In an industry obsessed with reach, reducing the amount of impressions it can sell is bold. If the latest figures are anything to go by, the average viewability rates across the industry, whether direct-to-publisher or via a network or exchange, are only around the 50 percent mark. That means The Guardian is potentially writing off half its revenue, as Integral AdScience managing director Niall Hogan pointed out at the time.
Taking that hit in the short term will pay off later, though, as advertisers increasingly appreciate that volume of inventory alone means little, when if a big proportion is fraudulent.
Another proactive publisher is Dutch sports magazine Voetbal International. It axed over a third of its on-site inventory, killed its online rate card, and put all its display inventory into open auction. All in the name of building a sustainable digital ad revenue stream.
Having increased the value of its own media by shedding its low-quality inventory, Voetbal saw advertisers willing to bid more for it, despite getting technically fewer impressions in return. The real test for Voetbal was enduring the painful loss in short-term revenue from switching off 35 percent of its inventory. But it paid off and programmatic revenues have risen 30 percent.
We’ve also seen this year The Economist, like the Financial Times, explore alternative ways to sell its media beyond impression-based trading. Viewability may be enough to pacify advertisers for now, but rather than sit back and wait for the next digital advertising crisis no doubt lurking around the corner, the Economist is pre-empting future trouble. It’s hedging its bets on the “attention buy,” because it has seen that high despite its site being optimized for viewability, advertisers aren’t necessarily getting the best bang for their buck.
Advertisers and agencies still hanker after a single, standardized metric of trading across devices (we’re stuck with click-through rates for now), but viewability won’t be that silver bullet, even once the discrepancies are ironed out.
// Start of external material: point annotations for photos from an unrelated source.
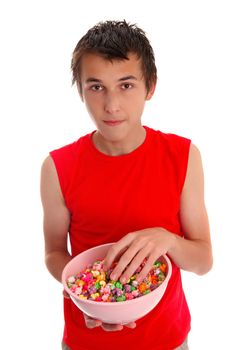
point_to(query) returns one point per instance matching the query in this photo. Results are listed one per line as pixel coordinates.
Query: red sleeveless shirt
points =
(110, 196)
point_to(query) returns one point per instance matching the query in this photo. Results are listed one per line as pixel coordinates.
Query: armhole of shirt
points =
(184, 162)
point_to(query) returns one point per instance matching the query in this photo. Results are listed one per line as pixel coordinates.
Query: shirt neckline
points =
(133, 153)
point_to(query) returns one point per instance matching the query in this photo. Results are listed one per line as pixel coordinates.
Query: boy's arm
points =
(56, 226)
(56, 220)
(192, 253)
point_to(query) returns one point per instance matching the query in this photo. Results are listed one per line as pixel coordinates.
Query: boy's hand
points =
(92, 323)
(132, 249)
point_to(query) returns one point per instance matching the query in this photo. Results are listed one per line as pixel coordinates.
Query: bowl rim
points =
(114, 304)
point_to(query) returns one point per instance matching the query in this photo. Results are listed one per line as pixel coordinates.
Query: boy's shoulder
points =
(71, 148)
(168, 137)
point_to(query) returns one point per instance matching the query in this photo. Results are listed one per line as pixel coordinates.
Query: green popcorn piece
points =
(119, 285)
(121, 298)
(97, 285)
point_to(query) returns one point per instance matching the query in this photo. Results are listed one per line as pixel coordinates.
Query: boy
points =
(125, 183)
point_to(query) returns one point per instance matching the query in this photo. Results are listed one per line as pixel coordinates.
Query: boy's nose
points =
(111, 103)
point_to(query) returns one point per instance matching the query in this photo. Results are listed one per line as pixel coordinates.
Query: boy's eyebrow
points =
(95, 80)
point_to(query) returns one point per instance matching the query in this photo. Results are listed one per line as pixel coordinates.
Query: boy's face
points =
(114, 93)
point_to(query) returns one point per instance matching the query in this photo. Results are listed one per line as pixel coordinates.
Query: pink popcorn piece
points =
(93, 283)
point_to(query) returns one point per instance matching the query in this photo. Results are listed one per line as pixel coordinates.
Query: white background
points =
(40, 111)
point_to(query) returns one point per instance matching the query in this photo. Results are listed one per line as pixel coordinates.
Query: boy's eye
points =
(96, 87)
(127, 86)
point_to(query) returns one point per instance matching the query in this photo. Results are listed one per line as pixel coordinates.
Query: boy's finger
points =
(112, 327)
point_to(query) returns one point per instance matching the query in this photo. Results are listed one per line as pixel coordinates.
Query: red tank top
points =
(110, 196)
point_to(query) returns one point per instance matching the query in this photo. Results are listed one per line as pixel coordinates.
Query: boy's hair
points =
(115, 40)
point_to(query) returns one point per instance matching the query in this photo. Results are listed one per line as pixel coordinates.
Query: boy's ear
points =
(79, 91)
(151, 91)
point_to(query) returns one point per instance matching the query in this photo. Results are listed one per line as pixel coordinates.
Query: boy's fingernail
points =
(113, 277)
(123, 280)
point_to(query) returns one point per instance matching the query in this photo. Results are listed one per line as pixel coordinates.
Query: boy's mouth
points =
(113, 122)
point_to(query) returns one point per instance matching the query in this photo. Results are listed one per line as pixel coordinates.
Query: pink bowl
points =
(116, 312)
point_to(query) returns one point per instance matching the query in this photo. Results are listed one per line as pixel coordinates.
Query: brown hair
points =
(115, 40)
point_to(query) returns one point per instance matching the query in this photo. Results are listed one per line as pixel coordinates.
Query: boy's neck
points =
(118, 148)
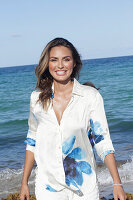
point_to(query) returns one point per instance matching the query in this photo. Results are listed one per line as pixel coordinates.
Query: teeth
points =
(60, 72)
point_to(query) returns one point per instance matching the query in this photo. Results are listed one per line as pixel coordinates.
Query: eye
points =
(67, 59)
(52, 60)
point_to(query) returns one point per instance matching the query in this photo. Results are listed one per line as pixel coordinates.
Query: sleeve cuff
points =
(30, 141)
(104, 154)
(30, 148)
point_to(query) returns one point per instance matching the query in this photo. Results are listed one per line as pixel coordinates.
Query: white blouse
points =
(64, 153)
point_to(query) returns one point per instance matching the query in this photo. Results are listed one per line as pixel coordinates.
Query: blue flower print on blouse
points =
(73, 168)
(95, 133)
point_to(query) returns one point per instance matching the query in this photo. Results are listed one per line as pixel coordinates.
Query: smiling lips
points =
(61, 72)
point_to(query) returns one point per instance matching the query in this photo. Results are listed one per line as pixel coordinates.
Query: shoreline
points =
(106, 192)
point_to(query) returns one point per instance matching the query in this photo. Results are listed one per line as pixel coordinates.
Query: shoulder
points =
(35, 95)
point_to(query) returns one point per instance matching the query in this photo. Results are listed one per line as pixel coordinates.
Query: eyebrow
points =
(63, 57)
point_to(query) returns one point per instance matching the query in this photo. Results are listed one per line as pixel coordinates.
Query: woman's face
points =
(61, 63)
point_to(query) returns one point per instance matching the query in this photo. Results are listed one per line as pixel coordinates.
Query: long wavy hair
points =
(44, 78)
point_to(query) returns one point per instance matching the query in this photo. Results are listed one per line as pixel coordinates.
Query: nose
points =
(60, 64)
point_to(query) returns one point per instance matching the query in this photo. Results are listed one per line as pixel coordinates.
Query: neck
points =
(62, 87)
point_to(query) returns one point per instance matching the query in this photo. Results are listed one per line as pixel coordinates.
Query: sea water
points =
(114, 77)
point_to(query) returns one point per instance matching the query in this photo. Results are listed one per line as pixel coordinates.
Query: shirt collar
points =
(77, 89)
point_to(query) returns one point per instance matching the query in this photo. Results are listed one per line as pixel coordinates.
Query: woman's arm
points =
(118, 191)
(29, 162)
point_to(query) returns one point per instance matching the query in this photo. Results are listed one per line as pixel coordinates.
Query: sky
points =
(97, 28)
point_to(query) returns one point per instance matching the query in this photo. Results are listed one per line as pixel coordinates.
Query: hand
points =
(119, 193)
(24, 193)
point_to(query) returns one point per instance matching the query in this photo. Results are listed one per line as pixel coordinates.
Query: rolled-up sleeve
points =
(99, 130)
(32, 123)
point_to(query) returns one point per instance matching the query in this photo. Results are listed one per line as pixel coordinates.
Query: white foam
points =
(10, 179)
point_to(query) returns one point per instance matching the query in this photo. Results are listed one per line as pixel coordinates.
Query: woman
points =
(66, 121)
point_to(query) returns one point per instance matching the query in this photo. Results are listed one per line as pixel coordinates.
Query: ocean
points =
(114, 77)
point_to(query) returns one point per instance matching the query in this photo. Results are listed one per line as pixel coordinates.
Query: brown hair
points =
(90, 84)
(44, 78)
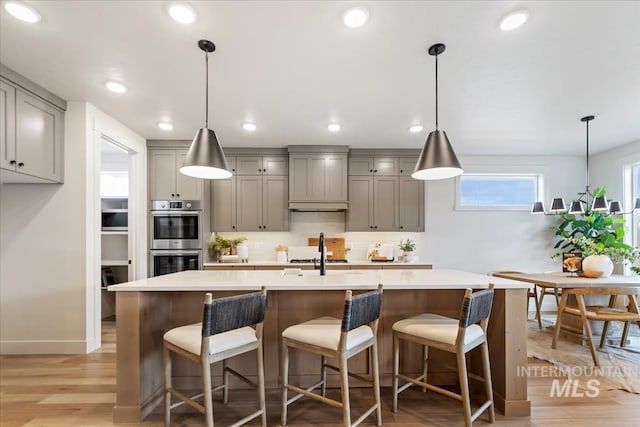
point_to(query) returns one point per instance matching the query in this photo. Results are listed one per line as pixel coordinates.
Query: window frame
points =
(538, 186)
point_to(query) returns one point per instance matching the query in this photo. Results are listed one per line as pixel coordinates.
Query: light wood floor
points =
(79, 390)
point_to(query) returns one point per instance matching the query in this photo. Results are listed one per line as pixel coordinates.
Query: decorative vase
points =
(600, 263)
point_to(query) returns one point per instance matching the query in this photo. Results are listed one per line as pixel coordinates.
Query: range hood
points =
(318, 206)
(318, 178)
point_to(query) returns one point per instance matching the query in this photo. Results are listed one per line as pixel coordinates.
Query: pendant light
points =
(437, 159)
(583, 205)
(205, 158)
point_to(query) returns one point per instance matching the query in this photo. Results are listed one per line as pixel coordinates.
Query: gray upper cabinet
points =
(318, 179)
(379, 166)
(31, 137)
(252, 200)
(383, 196)
(165, 180)
(262, 165)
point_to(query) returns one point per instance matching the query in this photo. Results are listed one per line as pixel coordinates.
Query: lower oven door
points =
(165, 262)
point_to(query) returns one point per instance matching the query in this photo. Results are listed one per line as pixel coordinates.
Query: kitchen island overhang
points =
(147, 308)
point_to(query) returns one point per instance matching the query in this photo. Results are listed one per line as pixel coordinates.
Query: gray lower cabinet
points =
(250, 203)
(31, 137)
(165, 180)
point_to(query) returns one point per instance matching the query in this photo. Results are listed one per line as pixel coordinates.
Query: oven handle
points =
(170, 252)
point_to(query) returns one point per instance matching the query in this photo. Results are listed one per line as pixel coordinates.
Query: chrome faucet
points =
(323, 257)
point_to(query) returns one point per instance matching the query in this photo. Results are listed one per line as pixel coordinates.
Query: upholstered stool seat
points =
(325, 332)
(437, 328)
(338, 339)
(458, 336)
(230, 326)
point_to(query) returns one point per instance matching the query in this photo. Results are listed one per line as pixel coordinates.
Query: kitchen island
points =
(147, 308)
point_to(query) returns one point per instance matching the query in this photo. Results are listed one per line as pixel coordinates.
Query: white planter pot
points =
(598, 263)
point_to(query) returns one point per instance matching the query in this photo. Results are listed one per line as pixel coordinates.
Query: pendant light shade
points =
(205, 158)
(437, 159)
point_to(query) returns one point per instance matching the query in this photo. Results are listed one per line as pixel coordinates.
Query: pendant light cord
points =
(587, 190)
(436, 92)
(206, 91)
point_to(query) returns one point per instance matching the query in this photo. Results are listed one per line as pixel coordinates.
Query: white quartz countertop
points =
(249, 280)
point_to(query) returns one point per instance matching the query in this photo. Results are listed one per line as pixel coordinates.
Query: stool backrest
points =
(476, 306)
(227, 314)
(361, 309)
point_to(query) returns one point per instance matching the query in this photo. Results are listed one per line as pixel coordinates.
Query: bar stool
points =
(455, 336)
(225, 332)
(532, 292)
(337, 339)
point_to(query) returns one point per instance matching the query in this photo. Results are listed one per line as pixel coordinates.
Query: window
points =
(497, 191)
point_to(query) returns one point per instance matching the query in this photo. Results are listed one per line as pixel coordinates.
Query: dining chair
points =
(338, 339)
(230, 326)
(458, 336)
(606, 313)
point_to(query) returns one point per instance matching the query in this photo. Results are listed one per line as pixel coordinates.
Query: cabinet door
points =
(249, 203)
(411, 204)
(223, 204)
(275, 198)
(39, 137)
(407, 165)
(385, 166)
(360, 213)
(187, 187)
(162, 174)
(385, 204)
(248, 165)
(275, 165)
(362, 166)
(7, 126)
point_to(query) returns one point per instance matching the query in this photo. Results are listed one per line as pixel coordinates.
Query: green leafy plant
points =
(595, 234)
(407, 246)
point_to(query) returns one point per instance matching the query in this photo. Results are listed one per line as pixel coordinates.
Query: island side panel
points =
(507, 334)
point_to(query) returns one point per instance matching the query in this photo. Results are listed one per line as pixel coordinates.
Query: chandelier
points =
(587, 202)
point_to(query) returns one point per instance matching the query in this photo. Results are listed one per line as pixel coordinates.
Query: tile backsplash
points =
(332, 224)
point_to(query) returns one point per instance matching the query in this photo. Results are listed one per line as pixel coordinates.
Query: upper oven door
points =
(176, 230)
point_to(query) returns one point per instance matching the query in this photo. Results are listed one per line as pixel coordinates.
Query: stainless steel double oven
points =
(176, 236)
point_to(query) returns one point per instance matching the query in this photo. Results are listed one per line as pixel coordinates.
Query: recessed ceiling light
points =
(513, 20)
(165, 126)
(182, 13)
(355, 17)
(249, 127)
(22, 12)
(116, 87)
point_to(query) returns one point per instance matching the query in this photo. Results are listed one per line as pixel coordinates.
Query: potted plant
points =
(407, 247)
(595, 233)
The Economist’s research has concluded that viewability-based trading won’t be enough, certainly not for sites which have more in-depth content with higher average dwell time.
Whether it’s the chill from ad blocking, pressure to meet viewability demands, or any of the other head winds publishers are facing, we’re seeing some creative approaches being adopted, in which longer term digital ad revenue goals are winning out to short-term profit aims. Expect to see plenty more of this in 2016.